1

If I store an array-like structure in couchbase like this one:

mykey = 3
key_1 = 47
key_2 = 11
key_3 = 17

and my update procedure is something like this:

a = increment(mykey)
set key_a = 42

will this work on a bucket replicated across multiple datacenters? Is there a better way of doing this?

I'm thinking that two clients on different data centers might call increment at the same time, getting the same value, and then setting the same key to different values.

Matthew Groves
  • 25,181
  • 9
  • 71
  • 121
Filip Haglund
  • 13,919
  • 13
  • 64
  • 113
  • possible duplicate of [Using an Increment counter for unique key generation in a Couchbase cluster](http://stackoverflow.com/questions/18675527/using-an-increment-counter-for-unique-key-generation-in-a-couchbase-cluster) – Filip Haglund Apr 13 '14 at 20:15

1 Answers1

2

If you're using XDCR, situations with duplicate keys are possible. And even if you check value before set (using couchbase.add operation) it can also produce two identical keys.

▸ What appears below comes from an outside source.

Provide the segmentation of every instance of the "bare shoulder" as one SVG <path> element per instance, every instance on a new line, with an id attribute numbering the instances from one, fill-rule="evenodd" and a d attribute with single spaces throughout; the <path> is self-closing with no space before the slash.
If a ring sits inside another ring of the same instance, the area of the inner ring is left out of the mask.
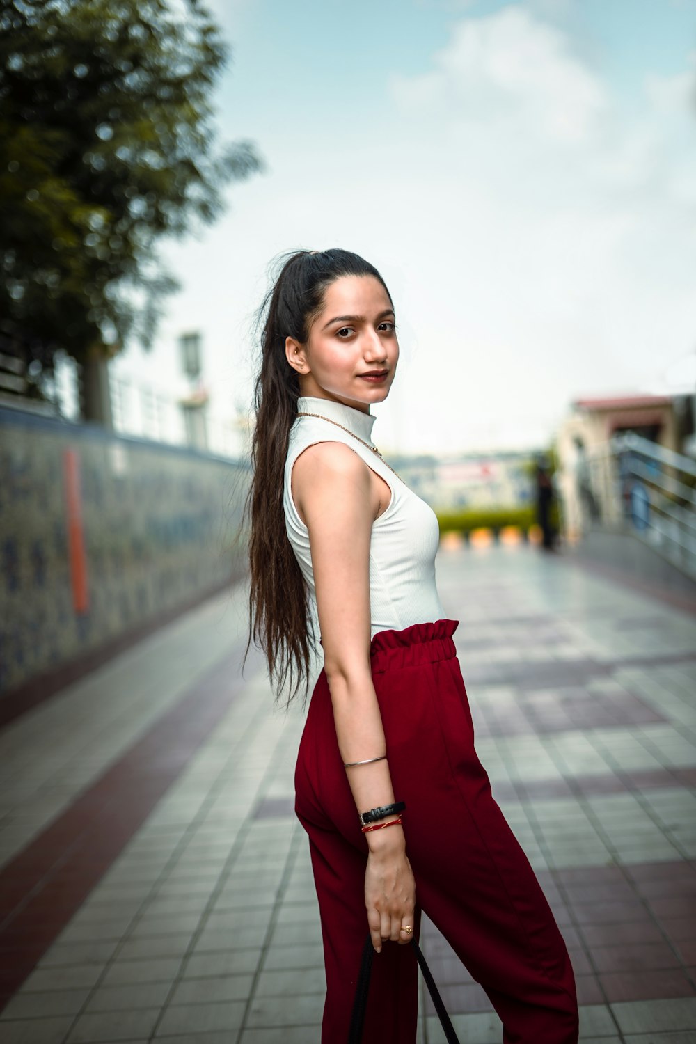
<path id="1" fill-rule="evenodd" d="M 301 485 L 362 478 L 368 484 L 369 468 L 362 457 L 345 443 L 313 443 L 297 455 L 292 469 Z"/>
<path id="2" fill-rule="evenodd" d="M 369 468 L 345 443 L 313 443 L 303 450 L 292 468 L 291 491 L 305 524 L 310 515 L 339 503 L 341 514 L 375 515 Z"/>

Within a cluster, Couchbase Server provides strong consistency at the document level. On the other hand, XDCR also provides eventual consistency across clusters. Built-in conflict resolution will pick the same “winner” on both the clusters if the same document was mutated on both the clusters. If a conflict occurs, the document with the most updates will be considered the “winner.” If the same document is updated the same number of times on the source and destination, additional metadata such as numerical sequence, CAS value, document flags and expiration TTL value are used to pick the “winner.” XDCR applies the same rule across clusters to make sure document consistency is maintained.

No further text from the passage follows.